Tout à coup l’air manqua aux poumons de l’orgue, sa voix expira et il rendit le dernier soupir entre les mains de Franz. Le premier coup de vêpres venait de sonner, et l’âme de Mozart eût en vain apparu pour engager le souffleur à retarder d’une minute la psalmodie nasillarde de l’office.

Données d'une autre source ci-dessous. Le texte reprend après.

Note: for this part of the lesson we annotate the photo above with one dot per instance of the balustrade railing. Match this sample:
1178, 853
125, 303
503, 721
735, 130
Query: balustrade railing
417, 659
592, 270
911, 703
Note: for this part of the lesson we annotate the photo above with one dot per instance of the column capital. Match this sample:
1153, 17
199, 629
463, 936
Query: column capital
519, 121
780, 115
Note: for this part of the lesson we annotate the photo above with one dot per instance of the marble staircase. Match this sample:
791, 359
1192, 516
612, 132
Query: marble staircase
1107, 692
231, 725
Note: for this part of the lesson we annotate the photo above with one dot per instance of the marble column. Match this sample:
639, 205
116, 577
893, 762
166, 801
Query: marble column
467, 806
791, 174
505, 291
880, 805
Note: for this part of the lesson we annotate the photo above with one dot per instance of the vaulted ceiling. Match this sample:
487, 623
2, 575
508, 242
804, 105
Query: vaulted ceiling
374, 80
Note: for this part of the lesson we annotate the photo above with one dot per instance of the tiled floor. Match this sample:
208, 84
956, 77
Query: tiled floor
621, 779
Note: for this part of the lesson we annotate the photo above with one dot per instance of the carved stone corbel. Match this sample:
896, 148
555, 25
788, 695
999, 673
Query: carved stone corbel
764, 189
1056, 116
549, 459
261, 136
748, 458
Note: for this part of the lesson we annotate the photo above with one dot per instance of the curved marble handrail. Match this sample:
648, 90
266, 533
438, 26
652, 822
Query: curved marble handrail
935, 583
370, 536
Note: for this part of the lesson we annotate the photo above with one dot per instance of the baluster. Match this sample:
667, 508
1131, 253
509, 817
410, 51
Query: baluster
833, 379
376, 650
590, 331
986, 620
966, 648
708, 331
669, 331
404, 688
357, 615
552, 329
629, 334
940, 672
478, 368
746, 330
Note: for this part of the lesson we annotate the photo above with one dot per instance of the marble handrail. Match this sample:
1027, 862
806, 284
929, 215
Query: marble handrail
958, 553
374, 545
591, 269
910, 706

J’eus envie d’aller lui donner des coups de poing, et je pensai à toi, aimable Théodore, facétieux Kreyssler, Hoffmann ! poëte amer et charmant, ironique et tendre, enfant gâté de toutes les muses, romancier, peintre et musicien, botaniste, entomologiste, mécanicien, chimiste et quelque peu sorcier ! c’est au milieu des scènes fugitives de ta vie d’artiste, en proie aux luttes cruelles et burlesques où l’amour du beau et le sentiment d’un idéal sublime t’entraînèrent, aux prises avec l’insensibilité ou le mauvais goût de la vie bourgeoise, c’est en jurant contre ceux-ci et en te prosternant devant ceux-là que tu sentis la vie, tantôt délirante de joies et tantôt dévorée d’ennuis, le plus souvent bouffonne, grâce à ton courage, à ta philosophie, et, faut-il le dire, à ton intempérance.

Mais adieu, mon vieil ami ; c’est assez divaguer pour une quinzaine. Je vous quitte et pars pour Genève.

Amitiés tendres, terribles poignées de mains à nos amis de Paris.